His wife was in my direct line of vision. She was at least 15 years older than I was, which is a lot when one person is in her early 20s and the other is a few years shy of 40. Her sweet face and mild manner should have engendered that watershed moment cherished by aficionados of romance novels, when the intrusive mistress recognizes that her lover’s place is with his noble wife and insists that he return to her, in the process demonstrating her penchant for self-sacrifice and belated decency.
But I did not want to tell him to go, though I recognized the moral principles involved, especially the ones I was violating. I knew exactly what I ought to do just as I knew that I had no intention of doing it. In that sense, I was like the cleavage-baring music fan I’d met backstage when I was writing about a singer who had long been married. Someone had mistakenly introduced me to her as the singer’s wife, and she had looked me hard in the eye and said, “I don’t care.”
Now that it was turning out that I didn’t care either, I was discovering that having sex with a married man seems a lot more acceptable when you are the one engaging in it.
So it went, and there were many married men, and the one I cared for most broke my heart. That felt fair, karmic, a small step toward evening up the score. I should have stopped seeing married men after that, but I didn’t. Cut to 20 years later, and I’m riding in a limousine with an actor, his manager, and his wife. The men had taken the jumpseats; his wife and I were in the backseat, which put me diagonally across from where the actor was sitting. To that point, nothing had happened between us, but then he glanced at me and I glanced back, and before we both looked away I knew where we were headed, and it wasn’t merely the Oak Room for dinner.

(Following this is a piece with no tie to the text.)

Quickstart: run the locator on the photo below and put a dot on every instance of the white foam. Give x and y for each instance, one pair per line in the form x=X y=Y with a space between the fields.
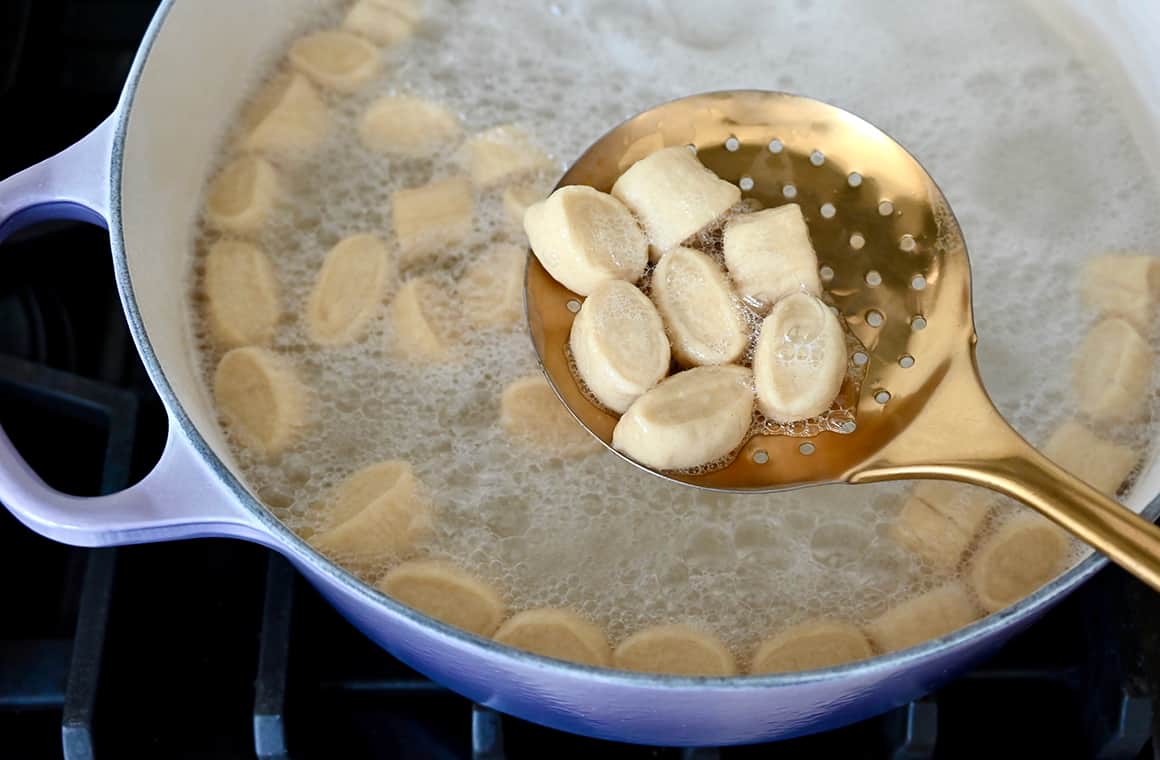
x=1019 y=134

Did his wife suspect anything, I wondered, and if so, did she care? They had been married many years, and perhaps she had become adept at looking the other way, at replacing the amorphous dictates of passion with the tangible perks of 19th-century berry spoons and Frette sheets. At dinner, she instructed the waiter to augment the french fries her husband had ordered with a side of spinach. He was not keen on spinach and refused to allow it onto his plate, thus injecting domestic angst into an otherwise enjoyable evening.
As the orphaned vegetable cooled in its pewter serving vessel, his foot found mine beneath the table, and it struck me how limited a woman’s choices are when it comes to love. You could be happily single, or in a mutually gratifying union, but failing those attractive possibilities, you were left to be miserably alone, or to be the woman a man cheats on, or the woman he cheats with.
Familiar as I was with the costs of the latter—the unavoidable bouts of guilt, the fear of exposure, the being consigned to spend holidays alone—those trials seemed preferable to insisting that your terminally uninterested mate must eat his spinach, especially when he was a stunning man who would have no trouble rounding up a claque of women who would be perfectly happy to be with him if he subsisted on nothing but Mars bars.
As it happens, that evening was the prelude to an affair that ended badly, yet I’m not at all sorry that it occurred. One thing I learned, which I suspect Mimi Alford learned too, is that, given the plethora of attractive married men, being a mistress is viable if you are convinced that the only things you’ll ever regret are the things you never did.